Panel says Wolfowitz broke rules on girlfriend's salary - News - Evening Standard
       

Panel says Wolfowitz broke rules on girlfriend's salary

World Bank chief Paul Wolfowitz was fighting to save his job today after a panel of executives said he broke its rules in awarding a hefty pay rise to his girlfriend.

The panel said Mr Wolfowitz, one of the architects of the Iraq war, had produced a "crisis of leadership" at the bank. In a report released ahead of a meeting today of the bank's 24-strong board, the panel said he had broken the code of conduct and violated the terms of his contract.

Mr Wolfowitz, 62, secured a pay rise for his Oxford-educated partner Shaha Riza, 52, after he was appointed president of the World Bank in 2005.

She was transferred to the US State Department to avoid a conflict of interest but stayed on the bank's payroll. Her salary went from £98,162 to £132,851. With subsequent increases, it eventually rose to £142,881.

The panel concluded the salary increase Ms Riza received "at Mr Wolfowitz's direction was in excess of the range" allowed under bank rules.

The panel concluded: "The (board) must consider whether Mr Wolfowitz will be able to provide the leadership needed to ensure that the bank continues to operate to the fullest extent possible in achieving its mandate."

The report piles pressure on Mr Wolfowitz to resign. Critics say his conduct has undermined the bank's ability to demand greater transparency and better governance from the developing countries it supports.

But Mr Wolfowitz looked set to resist calls for his dismissal. Speaking ahead of the board hearing, he said of the panel's report: "It is highly unfair and unwarranted to now find that I engaged in a conflict of interest because I relied on the advice of the ethics committee as best I understood it."
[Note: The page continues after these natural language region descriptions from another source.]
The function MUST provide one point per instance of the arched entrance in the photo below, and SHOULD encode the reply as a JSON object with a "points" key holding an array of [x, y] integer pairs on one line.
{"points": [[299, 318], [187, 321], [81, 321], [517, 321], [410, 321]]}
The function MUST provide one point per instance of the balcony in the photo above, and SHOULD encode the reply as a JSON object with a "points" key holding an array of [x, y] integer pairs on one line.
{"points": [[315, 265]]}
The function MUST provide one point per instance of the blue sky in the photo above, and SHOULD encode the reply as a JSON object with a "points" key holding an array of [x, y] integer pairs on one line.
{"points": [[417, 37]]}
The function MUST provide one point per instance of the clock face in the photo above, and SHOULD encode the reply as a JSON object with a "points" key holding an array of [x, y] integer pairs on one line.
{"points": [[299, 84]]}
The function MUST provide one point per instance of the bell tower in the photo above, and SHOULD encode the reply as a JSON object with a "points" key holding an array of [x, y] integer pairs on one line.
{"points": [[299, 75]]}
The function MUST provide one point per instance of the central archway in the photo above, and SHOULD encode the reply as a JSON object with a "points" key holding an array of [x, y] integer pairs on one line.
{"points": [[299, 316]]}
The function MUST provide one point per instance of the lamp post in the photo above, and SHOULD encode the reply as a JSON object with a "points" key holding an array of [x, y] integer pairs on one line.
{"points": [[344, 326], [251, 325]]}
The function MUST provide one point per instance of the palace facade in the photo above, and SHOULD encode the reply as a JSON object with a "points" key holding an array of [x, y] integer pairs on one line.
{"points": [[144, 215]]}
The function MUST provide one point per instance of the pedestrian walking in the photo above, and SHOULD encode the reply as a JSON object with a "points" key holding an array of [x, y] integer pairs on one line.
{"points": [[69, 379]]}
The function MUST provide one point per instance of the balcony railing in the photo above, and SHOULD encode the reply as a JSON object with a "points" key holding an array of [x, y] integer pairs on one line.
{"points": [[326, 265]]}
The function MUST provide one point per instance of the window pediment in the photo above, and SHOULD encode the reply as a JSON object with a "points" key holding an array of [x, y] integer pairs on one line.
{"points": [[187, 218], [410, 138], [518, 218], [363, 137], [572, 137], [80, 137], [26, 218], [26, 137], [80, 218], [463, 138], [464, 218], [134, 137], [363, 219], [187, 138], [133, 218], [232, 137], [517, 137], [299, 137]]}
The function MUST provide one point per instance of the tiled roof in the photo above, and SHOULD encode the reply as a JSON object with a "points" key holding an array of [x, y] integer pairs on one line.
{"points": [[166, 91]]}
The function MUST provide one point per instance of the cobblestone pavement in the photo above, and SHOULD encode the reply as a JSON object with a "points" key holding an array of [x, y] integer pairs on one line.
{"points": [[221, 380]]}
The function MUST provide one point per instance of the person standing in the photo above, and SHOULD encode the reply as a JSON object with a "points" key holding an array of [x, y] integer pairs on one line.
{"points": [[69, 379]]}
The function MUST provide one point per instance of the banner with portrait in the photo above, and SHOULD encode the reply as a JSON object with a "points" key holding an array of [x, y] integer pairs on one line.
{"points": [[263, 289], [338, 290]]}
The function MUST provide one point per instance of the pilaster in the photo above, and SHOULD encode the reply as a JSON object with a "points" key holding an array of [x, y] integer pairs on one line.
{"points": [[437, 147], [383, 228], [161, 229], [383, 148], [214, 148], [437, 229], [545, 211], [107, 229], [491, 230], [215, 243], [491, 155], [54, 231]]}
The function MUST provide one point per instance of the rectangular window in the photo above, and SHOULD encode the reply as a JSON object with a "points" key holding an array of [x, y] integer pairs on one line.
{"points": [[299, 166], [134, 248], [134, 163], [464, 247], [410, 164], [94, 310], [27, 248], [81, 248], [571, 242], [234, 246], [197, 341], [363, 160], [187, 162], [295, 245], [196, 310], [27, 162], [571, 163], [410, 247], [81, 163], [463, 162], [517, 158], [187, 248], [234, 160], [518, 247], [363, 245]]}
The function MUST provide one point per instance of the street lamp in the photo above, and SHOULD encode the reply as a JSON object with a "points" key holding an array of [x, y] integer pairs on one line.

He said in a submission to the panel he did not attempt to hide details of the arrangement from bank officials. "I did not have it locked up or placed in a secret drawer; it was a contract of the bank."

The issue has become a battle of wills between the US and Europe, with White House allies of Mr Wolfowitz saying the report did not "merit his dismissal".

The panel said Mr Wolfowitz "placed himself in a conflict of interest situation" when he became involved in the terms and details of Ms Riza's pay package and "he should have withdrawn from any decision-making in the matter".

European members - led by Germany, France and the Dutch - are pushing for Mr Wolfowitz to resign.

A US Treasury spokeswoman said: "This was a unique situation, mis-steps occurred on all sides and communication may not have been clear enough.

"The facts reveal that President Wolfowitz acted to find a pragmatic solution and to carry out the direction he received from the ethics committee."